- Unarpur Location in Sindh Unarpur Unarpur (Pakistan)
- Coordinates: 25°38′36″N 68°21′21″E﻿ / ﻿25.643352°N 68.355715°E
- Country: Pakistan
- Region: Sindh
- District: Jamshoro
- Taluka: Manjhand

Population (2017)
- • Total: 4,092
- Time zone: UTC+5 (PST)
- • Summer (DST): UTC+6 (PDT)

= Unarpur =

Pakistani village

Unarpur is a village and deh in Manjhand taluka of Jamshoro District, Sindh, Pakistan. It is located close to the west bank of the Indus river, across from Matiari, on the main road from Kotri to Sehwan. As of 2017, Unarpur has a population of 4,092, in 891 households. It is the seat of a tappedar circle, which also includes the villages of Belo Unerpur, Budhapur, Nai Jetharo, and Wachero.

Unarpur has a significant forested area, which was planted by the Talpur Mirs during the 1780s for the purpose of hunting. Once one of the largest forests in Sindh, it has since been severely deforested as the trees standing on some 10,000 acres of land were cut down to clear kachha land for cultivation.

== History ==
During the Mughal era, Unarpur was the seat of a pargana in the sarkar of Chakar Hala. Its dependencies included the villages of Khasa'i Shura and Budhapur.

In April-June 1592, Unarpur (Note: The Taqabat-i-Akbari and Ta'rikh-i-Firishta incorrectly give the name as "Amirpur".) was the site of a siege between Mirza Jani Beg, the rebellious governor of Thatta, and Abdul Rahim Khan-i-Khanan, representing the Mughal forces loyal to Akbar. After being defeated in battle near the Lakki Pass on 11 April, Mirza Jani Beg sailed downstream to Unarpur, where he set up a makeshift fort: the sails of the boats he had sailed here on were converted into sacks and filled with sand, which were then stacked on top of each other to form battlements. A large moat, both deep and wide, was dug around the whole thing. The Khan-i-Khanan arrived on 15 April and laid siege to the Mirza's makeshift fort.

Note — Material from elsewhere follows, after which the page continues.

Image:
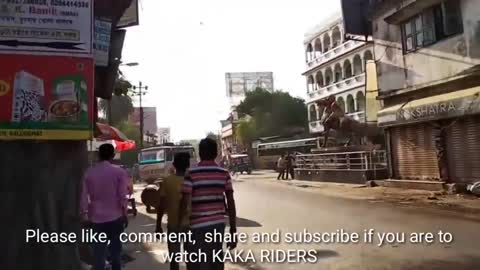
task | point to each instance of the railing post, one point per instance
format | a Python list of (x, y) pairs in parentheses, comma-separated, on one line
[(348, 161)]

Although the Mirza's forces were numerically stronger, their morale was soon sapped by news of imperial victories elsewhere in the region. Later they ran out of supplies and were forced to eat their own animals to avoid starvation. The Mirza's son and father both died during the siege, causing him personal distress. Meanwhile, disease broke out in the Khan-i-Khanan's camp. In an attempt to bring the siege to an end, the besieging army prepared to storm the fort from all sides: they dug tunnels, filled the moat, and put up mounds of sand; but the Mirza's troops undid all these attempts.

At last, with the rainy season fast approaching and both sides' troops suffering, the Mirza and Khan-i-Khanan exchanged emissaries to discuss a peaceful agreement to end the siege. (Note: According to the Ta'rikh-i-Tahiri, the Khan-i-Khanan had been the one to initiate this exchange.) After some negotiations, Mirza Jani Beg formally surrendered on 16 June and the Unarpur "fort" was dismantled.

Around 1874, Unarpur's population was estimated at 1,633 people, including 1,281 Muslims (mostly Shoras) and 352 Hindus (mostly Lohanos). Most residents worked in agriculture. Although not a significant industrial centre, Unarpur did have "a small local trade in grain, ghi and oil." It was the seat of a tappedar and had a school, dharamshala, and small police thana. Part of the road between Unarpur and Petaro was washed away by the Indus in 1869.